The last thing Harry saw was a trenchcoat-wearing man stumbling through the inferno much as Harry himself was. He was about to call out to the man when he heard a creaking and the house above him collapsed right on top of him.


Zouken Matou strode through the smoldering ruins of Fuyuki City without a care in the world. Since that pathetic excuse for a magus Emiya had destroyed that Grail, he was forced to scavenge the ashes for the pieces of it.

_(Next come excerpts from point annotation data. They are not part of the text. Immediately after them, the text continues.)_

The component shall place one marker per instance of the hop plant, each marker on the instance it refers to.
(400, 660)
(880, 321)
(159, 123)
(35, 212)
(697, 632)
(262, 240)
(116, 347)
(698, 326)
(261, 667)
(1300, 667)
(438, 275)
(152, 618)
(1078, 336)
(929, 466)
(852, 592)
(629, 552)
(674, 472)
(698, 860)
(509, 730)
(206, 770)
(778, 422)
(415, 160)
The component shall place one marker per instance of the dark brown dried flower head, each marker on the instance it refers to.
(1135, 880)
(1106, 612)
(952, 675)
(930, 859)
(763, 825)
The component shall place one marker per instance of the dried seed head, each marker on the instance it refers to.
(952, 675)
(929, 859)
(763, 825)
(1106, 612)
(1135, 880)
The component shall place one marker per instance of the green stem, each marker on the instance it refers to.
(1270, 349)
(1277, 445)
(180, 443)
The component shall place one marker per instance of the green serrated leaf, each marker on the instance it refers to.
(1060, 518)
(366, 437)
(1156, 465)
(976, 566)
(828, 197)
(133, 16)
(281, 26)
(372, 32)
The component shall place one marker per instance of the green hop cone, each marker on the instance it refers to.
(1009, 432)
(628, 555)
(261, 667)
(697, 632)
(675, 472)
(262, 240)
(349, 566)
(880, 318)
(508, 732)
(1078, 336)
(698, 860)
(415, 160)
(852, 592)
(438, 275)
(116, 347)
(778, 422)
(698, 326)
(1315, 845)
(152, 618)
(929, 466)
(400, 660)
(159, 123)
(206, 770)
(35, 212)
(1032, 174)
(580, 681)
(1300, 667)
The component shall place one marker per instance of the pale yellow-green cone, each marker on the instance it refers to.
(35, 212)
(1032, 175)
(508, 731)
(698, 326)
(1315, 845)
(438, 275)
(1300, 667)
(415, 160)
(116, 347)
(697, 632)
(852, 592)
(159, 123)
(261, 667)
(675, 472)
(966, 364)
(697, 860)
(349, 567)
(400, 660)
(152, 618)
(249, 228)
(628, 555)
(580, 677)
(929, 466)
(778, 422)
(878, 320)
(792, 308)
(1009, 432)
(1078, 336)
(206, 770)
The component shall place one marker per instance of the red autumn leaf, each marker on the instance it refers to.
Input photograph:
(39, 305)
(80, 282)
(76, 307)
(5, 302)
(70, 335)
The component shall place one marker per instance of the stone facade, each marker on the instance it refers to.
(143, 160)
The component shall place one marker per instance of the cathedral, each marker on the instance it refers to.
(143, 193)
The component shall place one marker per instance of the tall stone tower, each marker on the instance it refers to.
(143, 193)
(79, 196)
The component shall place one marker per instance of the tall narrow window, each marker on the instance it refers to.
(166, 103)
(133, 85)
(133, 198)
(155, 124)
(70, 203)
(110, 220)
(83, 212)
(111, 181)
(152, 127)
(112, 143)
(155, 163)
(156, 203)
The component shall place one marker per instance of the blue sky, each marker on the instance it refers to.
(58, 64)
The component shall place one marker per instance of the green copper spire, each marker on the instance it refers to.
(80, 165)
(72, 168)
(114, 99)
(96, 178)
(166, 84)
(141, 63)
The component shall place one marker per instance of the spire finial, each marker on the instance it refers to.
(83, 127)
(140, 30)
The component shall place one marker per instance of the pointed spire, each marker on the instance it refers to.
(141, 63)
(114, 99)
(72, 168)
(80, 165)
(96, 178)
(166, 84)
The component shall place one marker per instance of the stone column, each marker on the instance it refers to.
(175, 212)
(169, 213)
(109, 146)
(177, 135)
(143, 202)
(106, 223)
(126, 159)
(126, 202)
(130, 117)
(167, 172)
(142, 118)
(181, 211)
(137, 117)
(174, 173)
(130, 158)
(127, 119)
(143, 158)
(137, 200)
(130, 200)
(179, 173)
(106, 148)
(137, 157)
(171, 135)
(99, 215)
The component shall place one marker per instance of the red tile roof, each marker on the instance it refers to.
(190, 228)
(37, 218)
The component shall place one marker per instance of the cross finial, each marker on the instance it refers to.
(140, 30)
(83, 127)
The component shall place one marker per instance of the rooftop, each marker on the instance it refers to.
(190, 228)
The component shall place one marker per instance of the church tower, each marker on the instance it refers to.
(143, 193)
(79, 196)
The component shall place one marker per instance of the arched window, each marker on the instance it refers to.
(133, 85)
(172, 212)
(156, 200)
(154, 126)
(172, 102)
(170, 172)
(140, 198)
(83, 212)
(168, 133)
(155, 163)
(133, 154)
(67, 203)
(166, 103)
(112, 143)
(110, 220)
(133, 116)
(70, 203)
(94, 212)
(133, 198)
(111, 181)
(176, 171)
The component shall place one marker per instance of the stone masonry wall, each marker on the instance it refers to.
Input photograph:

As he approached the center of the city, he felt pulses of prana emanating from the pile of burnt scrap that was once a building. He couldn't believe his luck as he sent his familiars to search the wreckage. When instead of shattered pieces of the Grail, his familiars instead fed him images of an unconscious boy, Zouken couldn't help but be surprised.

Out of curiosity, he had his worms clear the debris away so that he could make a closer inspection. A pulse of Structural Analysis revealed that this boy had one hundred and twenty-five magical circuits of startling quality. For a first-generation magus, this was unprecedented, but that was the only possible explanation for this boy.

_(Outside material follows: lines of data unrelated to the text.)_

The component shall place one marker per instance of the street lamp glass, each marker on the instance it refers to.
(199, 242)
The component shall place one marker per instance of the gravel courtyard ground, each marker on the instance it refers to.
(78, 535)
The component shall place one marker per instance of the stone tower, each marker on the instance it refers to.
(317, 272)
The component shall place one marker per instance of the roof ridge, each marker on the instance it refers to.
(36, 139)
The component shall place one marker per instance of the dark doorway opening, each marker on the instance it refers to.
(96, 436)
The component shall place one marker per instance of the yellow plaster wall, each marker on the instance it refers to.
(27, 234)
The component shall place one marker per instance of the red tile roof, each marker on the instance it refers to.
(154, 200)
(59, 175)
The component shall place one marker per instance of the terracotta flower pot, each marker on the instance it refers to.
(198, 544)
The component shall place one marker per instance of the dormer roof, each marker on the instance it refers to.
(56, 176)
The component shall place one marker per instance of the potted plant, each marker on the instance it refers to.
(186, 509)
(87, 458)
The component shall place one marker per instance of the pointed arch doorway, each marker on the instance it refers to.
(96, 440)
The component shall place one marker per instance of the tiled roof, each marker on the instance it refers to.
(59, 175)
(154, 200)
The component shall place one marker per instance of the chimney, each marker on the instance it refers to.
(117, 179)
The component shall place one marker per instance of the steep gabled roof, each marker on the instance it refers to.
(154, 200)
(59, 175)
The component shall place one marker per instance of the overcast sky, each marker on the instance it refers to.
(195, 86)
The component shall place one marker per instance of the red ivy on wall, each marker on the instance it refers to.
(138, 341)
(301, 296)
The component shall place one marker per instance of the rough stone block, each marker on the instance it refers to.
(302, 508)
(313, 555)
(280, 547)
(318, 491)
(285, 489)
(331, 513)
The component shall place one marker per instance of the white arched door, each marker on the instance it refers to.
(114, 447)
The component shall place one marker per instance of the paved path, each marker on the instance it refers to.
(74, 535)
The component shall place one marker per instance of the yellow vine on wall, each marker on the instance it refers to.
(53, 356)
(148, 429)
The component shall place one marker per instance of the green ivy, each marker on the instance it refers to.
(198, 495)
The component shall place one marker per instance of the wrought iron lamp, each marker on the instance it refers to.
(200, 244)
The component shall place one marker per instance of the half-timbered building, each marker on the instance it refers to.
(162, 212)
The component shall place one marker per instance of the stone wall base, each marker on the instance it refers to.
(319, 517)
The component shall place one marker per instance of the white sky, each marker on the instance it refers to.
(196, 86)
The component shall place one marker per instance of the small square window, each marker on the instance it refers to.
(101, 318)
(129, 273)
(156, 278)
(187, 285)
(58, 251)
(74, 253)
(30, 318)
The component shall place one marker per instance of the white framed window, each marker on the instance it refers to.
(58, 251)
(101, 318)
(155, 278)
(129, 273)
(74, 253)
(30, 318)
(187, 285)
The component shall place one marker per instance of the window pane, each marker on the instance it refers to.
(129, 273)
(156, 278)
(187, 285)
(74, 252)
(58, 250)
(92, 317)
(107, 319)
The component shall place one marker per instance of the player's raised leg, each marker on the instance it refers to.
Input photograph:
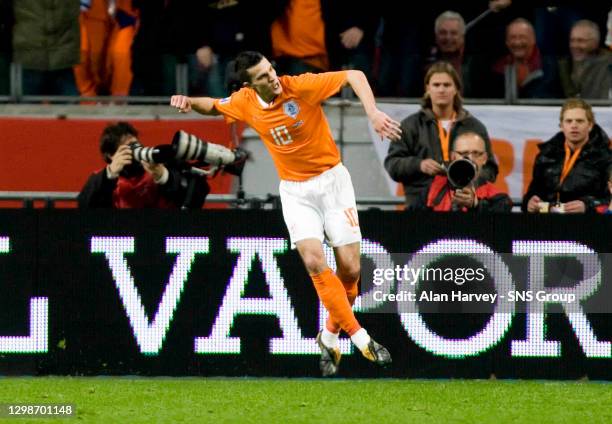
(349, 271)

The impressive array of circuits had never been activated, so he'd received no training in magecraft thus far, and were he part of a family they would have already begun transferring the crest to him. Instead, this boy was a blank slate.

He was just about to command his familiars to devour the boy and assimilate his energy when a particularly devious thought wormed its way into his head.

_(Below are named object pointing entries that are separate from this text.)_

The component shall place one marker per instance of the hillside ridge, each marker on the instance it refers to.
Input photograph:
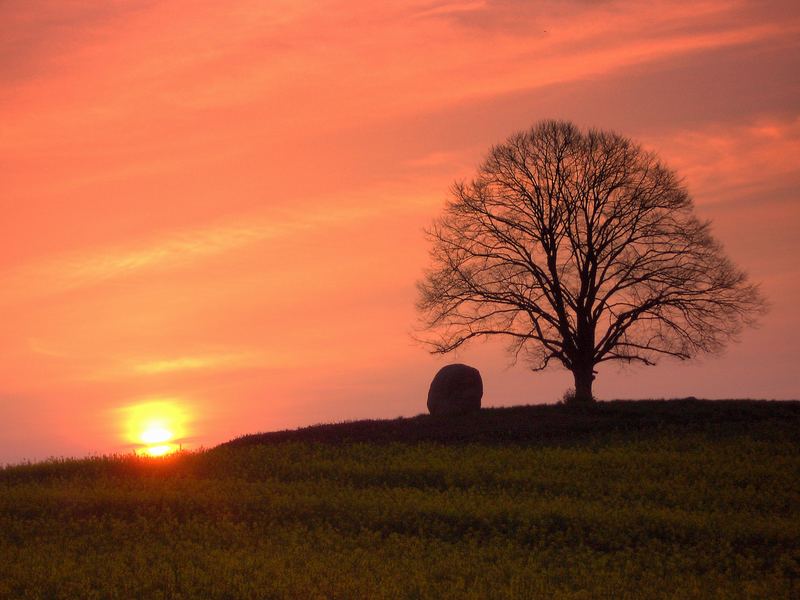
(544, 422)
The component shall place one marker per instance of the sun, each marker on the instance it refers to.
(153, 427)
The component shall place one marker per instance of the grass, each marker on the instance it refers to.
(621, 500)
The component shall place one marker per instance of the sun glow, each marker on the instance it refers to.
(155, 428)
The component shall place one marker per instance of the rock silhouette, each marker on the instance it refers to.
(455, 390)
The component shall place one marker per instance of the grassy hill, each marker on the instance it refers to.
(678, 499)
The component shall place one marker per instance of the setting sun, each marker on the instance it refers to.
(156, 427)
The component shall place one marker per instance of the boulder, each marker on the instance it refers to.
(455, 390)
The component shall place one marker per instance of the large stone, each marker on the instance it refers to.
(455, 390)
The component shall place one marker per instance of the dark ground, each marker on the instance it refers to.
(550, 423)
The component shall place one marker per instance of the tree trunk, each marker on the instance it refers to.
(583, 384)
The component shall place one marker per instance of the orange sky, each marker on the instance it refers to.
(219, 204)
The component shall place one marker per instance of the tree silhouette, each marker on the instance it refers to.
(580, 247)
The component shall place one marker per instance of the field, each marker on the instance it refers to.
(682, 499)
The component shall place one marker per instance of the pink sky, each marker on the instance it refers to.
(220, 204)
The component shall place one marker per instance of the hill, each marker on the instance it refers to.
(679, 499)
(548, 423)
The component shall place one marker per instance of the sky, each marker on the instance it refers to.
(218, 207)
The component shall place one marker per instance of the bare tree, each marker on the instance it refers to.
(580, 247)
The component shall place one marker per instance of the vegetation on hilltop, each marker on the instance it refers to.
(698, 506)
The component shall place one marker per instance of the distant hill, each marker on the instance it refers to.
(548, 423)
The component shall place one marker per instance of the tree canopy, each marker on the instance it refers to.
(580, 248)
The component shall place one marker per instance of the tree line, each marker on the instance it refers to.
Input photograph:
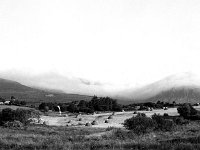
(95, 104)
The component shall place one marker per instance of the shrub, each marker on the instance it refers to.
(140, 124)
(162, 123)
(165, 115)
(110, 117)
(186, 110)
(88, 124)
(180, 121)
(107, 121)
(22, 115)
(13, 124)
(94, 122)
(7, 114)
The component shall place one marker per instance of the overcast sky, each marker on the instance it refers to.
(124, 43)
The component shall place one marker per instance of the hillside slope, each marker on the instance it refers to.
(179, 95)
(33, 95)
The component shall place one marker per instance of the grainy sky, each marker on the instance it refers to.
(124, 43)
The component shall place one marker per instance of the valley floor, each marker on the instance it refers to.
(116, 121)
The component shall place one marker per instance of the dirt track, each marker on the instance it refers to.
(116, 121)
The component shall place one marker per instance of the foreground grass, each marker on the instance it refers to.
(67, 138)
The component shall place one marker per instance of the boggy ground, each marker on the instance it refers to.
(116, 121)
(185, 137)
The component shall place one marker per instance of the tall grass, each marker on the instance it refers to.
(74, 138)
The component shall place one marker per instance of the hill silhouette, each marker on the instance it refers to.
(10, 88)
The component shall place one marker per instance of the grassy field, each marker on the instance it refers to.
(33, 137)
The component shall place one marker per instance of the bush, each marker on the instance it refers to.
(22, 115)
(186, 110)
(165, 115)
(140, 124)
(13, 124)
(180, 121)
(7, 114)
(110, 117)
(162, 123)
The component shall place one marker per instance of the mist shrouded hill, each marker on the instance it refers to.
(184, 87)
(10, 88)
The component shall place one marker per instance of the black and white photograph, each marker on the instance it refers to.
(99, 75)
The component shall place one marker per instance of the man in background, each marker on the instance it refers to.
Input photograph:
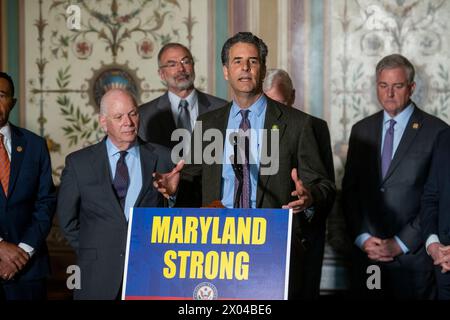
(387, 165)
(180, 106)
(27, 205)
(278, 86)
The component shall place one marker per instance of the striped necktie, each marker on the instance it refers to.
(4, 166)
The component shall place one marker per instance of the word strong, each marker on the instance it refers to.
(208, 230)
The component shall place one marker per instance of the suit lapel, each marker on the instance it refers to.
(408, 137)
(18, 149)
(100, 165)
(166, 113)
(148, 163)
(219, 122)
(377, 129)
(272, 122)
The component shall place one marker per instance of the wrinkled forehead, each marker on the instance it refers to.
(175, 53)
(5, 87)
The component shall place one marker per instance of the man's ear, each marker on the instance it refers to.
(225, 72)
(412, 87)
(102, 121)
(293, 96)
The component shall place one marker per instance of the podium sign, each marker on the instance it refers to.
(206, 253)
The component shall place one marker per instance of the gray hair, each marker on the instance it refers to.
(277, 76)
(396, 61)
(104, 105)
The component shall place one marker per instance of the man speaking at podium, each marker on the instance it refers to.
(300, 181)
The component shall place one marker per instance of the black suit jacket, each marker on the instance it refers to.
(92, 219)
(26, 214)
(297, 149)
(435, 218)
(390, 207)
(156, 119)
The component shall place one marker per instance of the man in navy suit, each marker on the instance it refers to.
(99, 185)
(27, 205)
(435, 215)
(388, 160)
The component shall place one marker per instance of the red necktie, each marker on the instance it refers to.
(4, 166)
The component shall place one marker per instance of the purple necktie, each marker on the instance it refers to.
(184, 118)
(245, 196)
(388, 146)
(121, 178)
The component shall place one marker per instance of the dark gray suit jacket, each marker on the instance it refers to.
(390, 207)
(156, 119)
(297, 149)
(92, 219)
(435, 217)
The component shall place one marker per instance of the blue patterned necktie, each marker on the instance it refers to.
(121, 178)
(245, 196)
(184, 118)
(388, 146)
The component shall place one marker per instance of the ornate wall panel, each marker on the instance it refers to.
(67, 70)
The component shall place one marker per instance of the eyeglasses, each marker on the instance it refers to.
(119, 116)
(172, 64)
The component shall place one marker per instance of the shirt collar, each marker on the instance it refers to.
(256, 108)
(402, 118)
(191, 99)
(6, 131)
(113, 150)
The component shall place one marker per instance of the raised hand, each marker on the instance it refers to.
(305, 199)
(167, 183)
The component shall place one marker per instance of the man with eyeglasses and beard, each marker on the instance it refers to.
(178, 108)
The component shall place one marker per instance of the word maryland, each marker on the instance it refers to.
(208, 232)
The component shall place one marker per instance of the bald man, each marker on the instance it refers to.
(278, 86)
(99, 185)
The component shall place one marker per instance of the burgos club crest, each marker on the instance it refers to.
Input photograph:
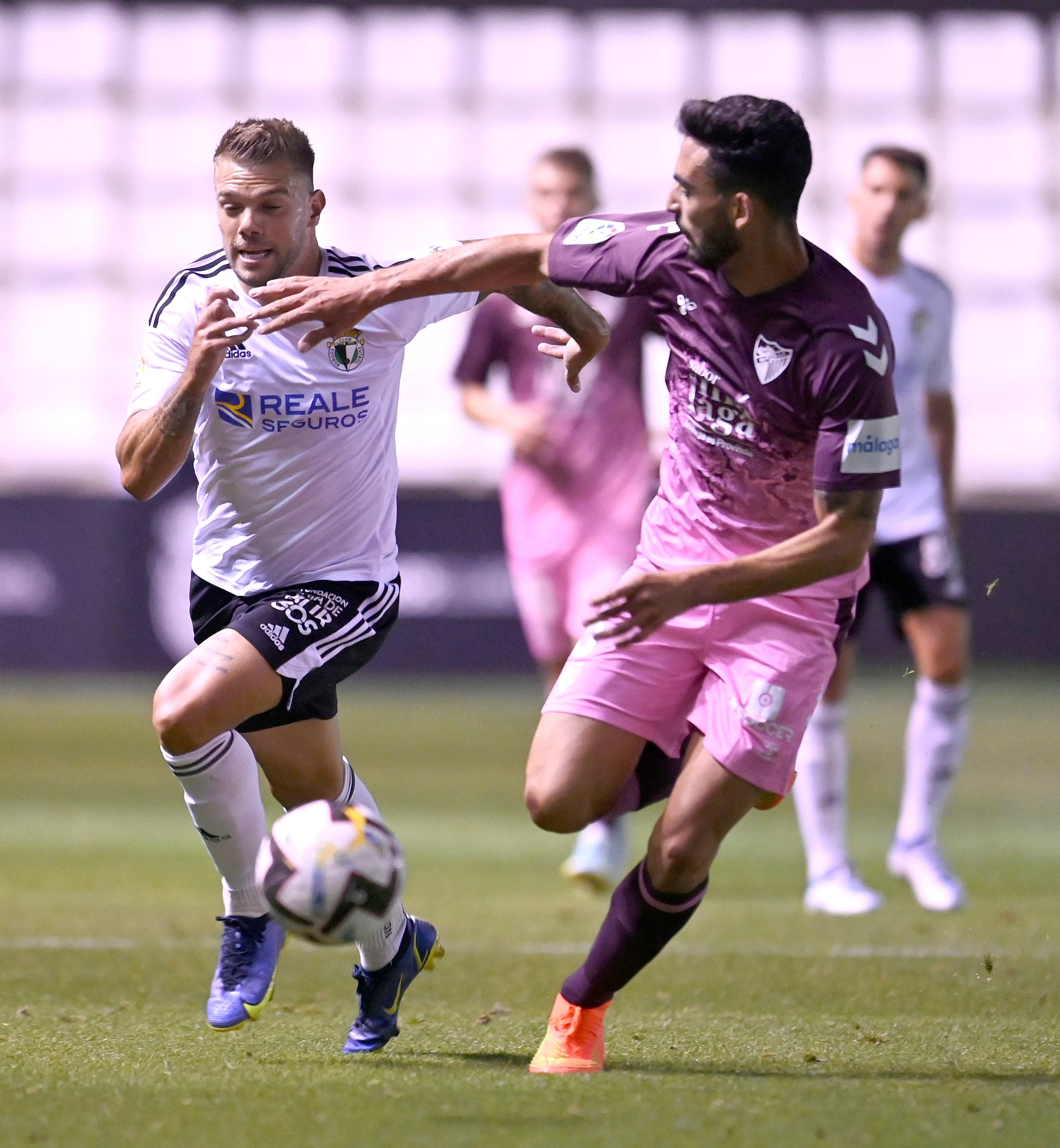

Kariya had failed in his role as a Master due to inexperience and weakness. Zouken's current plan was to use have his newest acquisition, Sakura, marry his grandson Shinji and rebuild the Makiri clan. Of course, this brought about the problem that Shinji was worthless as both a magus and a person. Any future built on Shinji's blood would be forever tainted.

This boy before him presented an opportunity that was unlikely to occur again. Before him was the key to both winning the next Grail War and revitalizing the Makiri line.

Yes, it seemed that young Sakura's marriage prospects had just radically altered.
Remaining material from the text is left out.